Henry Mancini (arr, dir), Pete Candoli, Stu Williamson, Ray Linn, Don Fagerquist, Johnny Audino (tp), Frank Rosolino, Dick Nash, Milt Bernhart (tb), Ted Nash, Bud Shank, Ronny Lang (reeds), John T. Williams, Russ Freeman, Bob Florence, Jimmy Rowles (p), Larry Bunker (vib), Tommy Tedesco, Tony Rizzi (g), Buddy Clark (b), Alvin Stoller, Frank Capp (d), Emil Richards (perc), Maxwell Davis (arr)
Reference: FSCD 2009
Bar code: 8427328620093
"Currently the music director of Spartan Productions, Mancini can now claim the distinction of being the first musican to compose modern jazz for the sound track of a filmed television series.
The music in this album offers an excellent sampling of the sounds you're likely to hear any Monday eve when Peter Gunn swings into action on NBC-TV. The musicians are the same jazzmen who are heard to outstanding advantage in all the programs.
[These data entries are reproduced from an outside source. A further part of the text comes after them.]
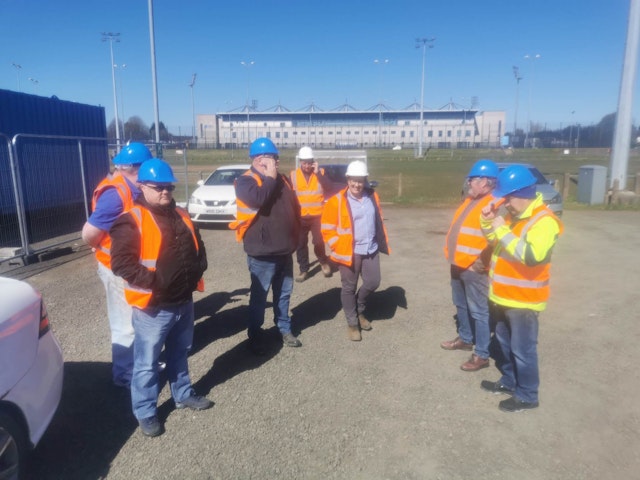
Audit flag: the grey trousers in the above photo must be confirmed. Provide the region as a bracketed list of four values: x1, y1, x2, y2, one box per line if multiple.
[338, 252, 380, 327]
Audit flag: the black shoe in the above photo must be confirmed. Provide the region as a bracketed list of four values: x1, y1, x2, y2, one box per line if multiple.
[480, 380, 513, 395]
[499, 397, 540, 413]
[247, 335, 267, 357]
[282, 333, 302, 347]
[138, 415, 162, 437]
[176, 395, 213, 410]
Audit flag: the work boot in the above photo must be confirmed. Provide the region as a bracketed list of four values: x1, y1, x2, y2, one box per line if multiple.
[320, 262, 333, 278]
[440, 337, 473, 351]
[347, 325, 362, 342]
[358, 313, 372, 331]
[460, 353, 489, 372]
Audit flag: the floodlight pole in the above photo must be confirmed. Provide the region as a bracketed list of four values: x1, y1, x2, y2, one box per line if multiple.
[102, 32, 120, 153]
[189, 73, 196, 146]
[416, 38, 436, 158]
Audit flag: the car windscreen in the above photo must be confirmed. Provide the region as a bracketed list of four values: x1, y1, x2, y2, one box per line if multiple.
[204, 170, 245, 186]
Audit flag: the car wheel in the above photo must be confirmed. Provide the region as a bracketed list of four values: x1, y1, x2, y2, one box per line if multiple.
[0, 412, 27, 480]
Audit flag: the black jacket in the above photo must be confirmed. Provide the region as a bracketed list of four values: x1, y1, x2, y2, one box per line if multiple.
[109, 196, 207, 307]
[236, 167, 300, 257]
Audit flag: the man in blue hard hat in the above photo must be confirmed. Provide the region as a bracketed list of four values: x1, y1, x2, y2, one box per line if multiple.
[229, 138, 302, 355]
[440, 158, 498, 372]
[82, 142, 151, 388]
[480, 165, 562, 412]
[110, 158, 213, 437]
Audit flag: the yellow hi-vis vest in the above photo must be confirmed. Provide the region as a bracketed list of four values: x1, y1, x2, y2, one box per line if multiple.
[489, 204, 563, 311]
[91, 175, 134, 270]
[124, 207, 204, 308]
[289, 168, 324, 217]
Here are some of them: Drummer Jack Sperling and bassist Rolly Bundock state the show's forceful opening motif, Fallout! The raw-sounding trumpet belongs to Pete Candoli, a veteran of the Woody Herman and Stan Kenton bands. Dreamsville, which might be subtitled "a love refrain for hipsters," features a moving alto sax solo by Ted Nash; his brother Dick can be heard dueling with fellow trombonist Milt Bernhart on Session at Pete's Pad. Saxist Ronnie Lang, who, in common with most of the musicians here, is a graduate of the Les Brown band, wields a bulging baritone on Sorta Blue. Other soloists at Mother's, the nitery where Peter Gunn hangs his Brooks Brothers jacket, are vibist Larry Bunker and pianist Johnny T. Williams.
This music is Peter Gunn's kind of jazz. I think you'll find that it's your kind, too."
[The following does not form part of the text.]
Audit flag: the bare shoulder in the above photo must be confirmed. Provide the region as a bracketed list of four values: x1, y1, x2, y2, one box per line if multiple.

"This CD collects most of the material Mancini wrote for the late-'50s, noir-ish TV drama Peter Gunn [...] The innovative and appropriate jazz soundtrack includes arrangements by Pete Candoli, Maxwell Davis, and Bob Florence and features some of the best Los Angeles session players of the time (Bud Shank, Russ Freeman, Red Mitchell, etc.). Mancini takes up from his earlier soundtrack for Orson Welles' Touch of Evil with brass-heavy, crime jazz tunes like "Fallout!" and rock & roll swing numbers like Spook!" and the title-track. The bulk of the material, though, is in a cool, West Coast jazz vein, including brisk swingers like "Blue Steel" and breezy and mid-tempo cuts like "Goofin' at the Coffee House." Also included are the kind of sleepy-eyed lounge cuts Mancini excelled at, like "Dreamsville," "A Quiet Gass," and "Soft Sounds." This is an excellent collection and one that ranks with Mancini's other fine film and TV work from the '50s and '60s."